DelDOT backs Thompsonville road project despite locals’ concerns

MILFORD — Construction on a long-anticipated road project has begun, but some nearby residents believe the work will make the roadway less safe despite assurances to the contrary from the state Department of Transportation.

DelDOT is working to extend Thompsonville Road past Del. 1 and replace the current intersection with a grade-separated junction, allowing drivers to merge onto Del. 1 from Thompsonville Road through a ramp. The ramps are set to open in the spring.

Del. 1 and Thompsonville Road, near Milford.

Del. 1 and Thompsonville Road, near Milford.

On Monday, the department will shut down the Del. 1/Thompsonville Road intersection and remove the signal that currently controls traffic there. The department says the work is necessary and there is no increased safety risk. However, some people who live nearby or frequently drive through the area believe that in the absence of a light, cars will have trouble merging onto or crossing Del. 1 in the Milford area.

Those fears are unfounded, DelDOT says.

The agency kept an eye on traffic patterns to determine the number of gaps present nearby among cars headed north and south and found the Thompsonville light “has minimal influence in creating gaps in traffic, and its removal will not create a noticeable change in the conditions on Route 1 at Northeast 10th Street or Northeast Front Street” in Milford, spokesman Greg Layton said via email.

About one-third of traffic headed south exits at U.S. 113, while gaps are created northbound from traffic merging south of Milford, he said.

But some remained unconvinced.

In a letter sent to transportation Secretary Jennifer Cohan last week, Rep. Jack Peterman, R-Milford, questioned the light’s removal. He expressed concerns about the daily traffic attempting to cross the road, especially come next summer when an abundance of drivers head south to the beaches.

Rep. Jack Peterman, R-Milford

Rep. Jack Peterman, R-Milford

“This will expose scores of daily commuters, including school buses, to unacceptable risk as they regularly attempt to traverse this busy artery,” he wrote.

It’s a worry shared by others.

Neil Moore, president of Milford-based D & N Bus Service, wonders if the light was ever needed.

Without it, he fears drivers will have to “dart across traffic,” as Del. 1 is busy nearly every minute of every day, he said.

David French, a farmer who lives nearby, thinks the number of trucks that regularly roll through to area farms will face difficulties in crossing the road. Along with several other residents, he has been reaching out to lawmakers and DelDOT with his worries.

But those concerns are unfounded, DelDOT insists. The light is not the sole creator of breaks in traffic, and construction cannot be delayed due to winter’s approach, according to the agency.

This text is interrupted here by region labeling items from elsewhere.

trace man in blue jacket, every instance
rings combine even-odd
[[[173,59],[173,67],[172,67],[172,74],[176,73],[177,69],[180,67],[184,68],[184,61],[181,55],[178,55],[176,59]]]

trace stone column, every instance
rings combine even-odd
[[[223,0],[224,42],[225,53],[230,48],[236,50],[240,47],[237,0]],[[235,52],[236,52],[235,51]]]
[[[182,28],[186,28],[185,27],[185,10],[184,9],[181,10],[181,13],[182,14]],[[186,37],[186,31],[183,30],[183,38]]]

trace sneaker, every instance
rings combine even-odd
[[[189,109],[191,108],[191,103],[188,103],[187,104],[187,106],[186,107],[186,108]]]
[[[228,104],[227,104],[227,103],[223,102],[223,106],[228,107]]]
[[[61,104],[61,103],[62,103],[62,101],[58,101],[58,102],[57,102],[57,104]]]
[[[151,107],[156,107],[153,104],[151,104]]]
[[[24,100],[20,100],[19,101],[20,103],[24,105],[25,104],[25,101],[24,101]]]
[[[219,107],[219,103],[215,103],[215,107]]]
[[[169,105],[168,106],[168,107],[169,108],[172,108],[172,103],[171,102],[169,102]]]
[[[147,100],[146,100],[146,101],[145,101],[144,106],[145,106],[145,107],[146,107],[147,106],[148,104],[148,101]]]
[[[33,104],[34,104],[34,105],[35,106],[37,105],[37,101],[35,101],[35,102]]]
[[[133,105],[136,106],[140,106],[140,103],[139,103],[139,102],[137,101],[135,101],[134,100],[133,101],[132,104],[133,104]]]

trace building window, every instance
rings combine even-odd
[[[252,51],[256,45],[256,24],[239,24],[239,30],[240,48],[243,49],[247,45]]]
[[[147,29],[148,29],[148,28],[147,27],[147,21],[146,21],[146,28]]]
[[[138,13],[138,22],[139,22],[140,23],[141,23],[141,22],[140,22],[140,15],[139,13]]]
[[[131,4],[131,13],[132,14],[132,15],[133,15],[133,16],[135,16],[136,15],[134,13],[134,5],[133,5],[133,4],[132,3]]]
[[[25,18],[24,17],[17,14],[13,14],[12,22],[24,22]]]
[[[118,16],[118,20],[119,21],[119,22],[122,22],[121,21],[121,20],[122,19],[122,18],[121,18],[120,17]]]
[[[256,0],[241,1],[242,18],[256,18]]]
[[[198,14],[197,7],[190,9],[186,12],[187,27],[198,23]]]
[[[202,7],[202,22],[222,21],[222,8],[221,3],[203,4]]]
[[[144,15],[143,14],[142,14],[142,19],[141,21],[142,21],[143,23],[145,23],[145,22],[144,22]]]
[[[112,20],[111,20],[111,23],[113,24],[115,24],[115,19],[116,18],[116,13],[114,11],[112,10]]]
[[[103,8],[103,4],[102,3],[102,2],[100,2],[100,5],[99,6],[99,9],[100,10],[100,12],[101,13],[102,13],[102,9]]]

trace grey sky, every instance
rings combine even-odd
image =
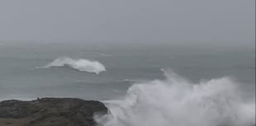
[[[254,41],[255,0],[0,0],[0,40]]]

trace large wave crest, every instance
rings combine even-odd
[[[99,126],[252,126],[255,101],[243,101],[228,77],[192,84],[164,71],[165,80],[134,84],[124,100],[106,101]]]
[[[51,67],[64,66],[68,66],[81,72],[94,72],[96,74],[99,74],[100,72],[106,71],[105,66],[97,61],[90,61],[87,59],[75,60],[68,57],[56,58],[52,63],[43,68],[47,68]]]

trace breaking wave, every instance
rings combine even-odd
[[[52,63],[42,68],[47,68],[51,67],[64,66],[68,66],[81,72],[93,72],[96,74],[99,74],[100,72],[106,71],[105,66],[97,61],[90,61],[87,59],[75,60],[68,57],[61,57],[55,59]]]
[[[105,101],[98,126],[252,126],[255,101],[242,100],[228,77],[192,84],[170,72],[165,80],[136,83],[126,98]]]

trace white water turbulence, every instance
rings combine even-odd
[[[255,101],[243,101],[228,77],[192,84],[165,71],[165,80],[134,84],[126,98],[105,101],[98,126],[252,126]]]
[[[73,69],[93,72],[99,74],[102,72],[106,71],[105,66],[97,61],[90,61],[88,59],[73,59],[68,57],[61,57],[55,59],[52,63],[43,67],[44,68],[48,68],[51,67],[65,67],[68,66]]]

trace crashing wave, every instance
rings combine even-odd
[[[133,85],[121,100],[106,101],[99,126],[251,126],[255,101],[242,101],[227,77],[192,84],[164,71],[165,80]]]
[[[75,60],[68,57],[61,57],[55,59],[52,63],[43,68],[47,68],[51,67],[64,66],[68,66],[81,72],[93,72],[96,74],[99,74],[100,72],[106,71],[105,66],[97,61],[90,61],[87,59]]]

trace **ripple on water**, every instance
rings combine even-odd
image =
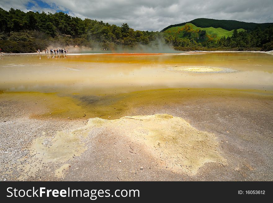
[[[194,73],[232,73],[238,70],[231,68],[222,67],[213,67],[201,66],[175,66],[170,67],[168,70],[171,71],[181,71]]]

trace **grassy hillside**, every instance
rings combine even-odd
[[[179,29],[183,28],[186,25],[190,26],[194,30],[206,30],[208,34],[212,35],[213,37],[213,38],[218,39],[220,39],[224,36],[226,36],[226,37],[231,36],[233,32],[233,30],[230,31],[221,28],[215,28],[212,27],[208,28],[201,28],[195,26],[195,25],[190,23],[186,23],[185,25],[181,26],[177,26],[170,28],[164,31],[164,32],[168,32],[172,34],[174,34],[175,33],[177,32]],[[244,29],[241,28],[238,29],[237,31],[239,32],[244,30]],[[181,32],[179,34],[178,36],[179,37],[182,38],[183,37],[183,34],[184,33]]]
[[[209,18],[197,18],[189,22],[169,25],[163,29],[161,30],[161,32],[165,31],[172,27],[183,25],[188,23],[192,23],[196,26],[201,27],[212,27],[216,28],[222,28],[223,29],[230,31],[235,29],[238,29],[240,28],[253,30],[257,26],[259,26],[263,30],[269,26],[273,25],[273,23],[256,23],[232,20],[217,20]]]

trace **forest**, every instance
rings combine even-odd
[[[208,23],[206,19],[191,22],[199,27],[206,27]],[[242,24],[244,26],[239,28],[247,30],[238,32],[236,29],[241,25],[232,25],[233,22],[230,23],[229,27],[226,28],[231,30],[235,28],[231,36],[219,39],[205,30],[193,31],[190,28],[180,30],[183,32],[181,37],[181,33],[135,30],[125,22],[120,26],[101,21],[82,20],[61,12],[54,14],[43,11],[25,13],[19,9],[11,8],[7,11],[0,8],[0,48],[5,52],[24,53],[43,50],[50,45],[114,50],[145,46],[156,47],[163,44],[185,51],[273,50],[272,24],[244,23],[247,24]]]

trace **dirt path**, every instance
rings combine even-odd
[[[1,98],[0,179],[273,180],[272,97],[208,95],[88,122]]]

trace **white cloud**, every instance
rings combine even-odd
[[[127,23],[135,29],[160,30],[173,24],[198,18],[273,22],[272,0],[42,0],[51,8],[34,3],[41,12],[69,11],[68,14],[120,25]],[[0,0],[0,6],[26,10],[27,0]]]

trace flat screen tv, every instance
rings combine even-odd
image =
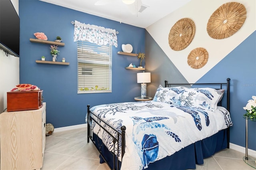
[[[0,0],[0,48],[20,55],[20,18],[10,0]]]

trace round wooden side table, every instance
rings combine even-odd
[[[244,161],[248,165],[256,169],[256,160],[252,159],[248,159],[248,120],[256,122],[256,120],[252,120],[244,116],[245,119],[245,156],[244,156]]]

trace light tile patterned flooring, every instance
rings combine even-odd
[[[99,153],[91,141],[87,142],[86,128],[54,132],[46,137],[41,170],[109,170],[100,164]],[[255,170],[243,160],[244,153],[225,149],[204,160],[196,170]],[[255,160],[254,158],[254,160]]]

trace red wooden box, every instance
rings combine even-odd
[[[7,92],[7,111],[38,109],[43,100],[42,90]]]

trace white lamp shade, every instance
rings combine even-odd
[[[137,73],[137,83],[146,83],[151,82],[150,73]]]

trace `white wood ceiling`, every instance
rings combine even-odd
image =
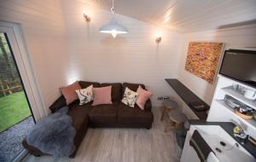
[[[82,0],[110,9],[112,0]],[[114,0],[117,14],[182,32],[256,22],[256,0]]]

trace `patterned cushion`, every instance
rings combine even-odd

“We do not believe that removing the light will cause significant problems,” Mr. Layton said. “Plus, we needed to close Thompsonville Road and remove the light so that we can continue to work on the ramps on the northbound side of the road.”

Others have suggested putting in place a temporary light. Rep. Peterman in his letter called for DelDOT to utilize a signal north of Thompsonville Road at Spring Hill Drive or south at Big Stone Beach Road.

That’s not something DelDOT believes is necessary, although officials are keeping it in consideration.

“We are aware of Rep. Peterman’s request, and we will continue to monitor traffic on Route 1 to determine whether additional traffic control measures are needed,” Mr. Layton said. “We remain open to any traffic control measures that the situation might warrant.”

The overall project, which includes a bridge across Del. 1, will be completed by fall 2016.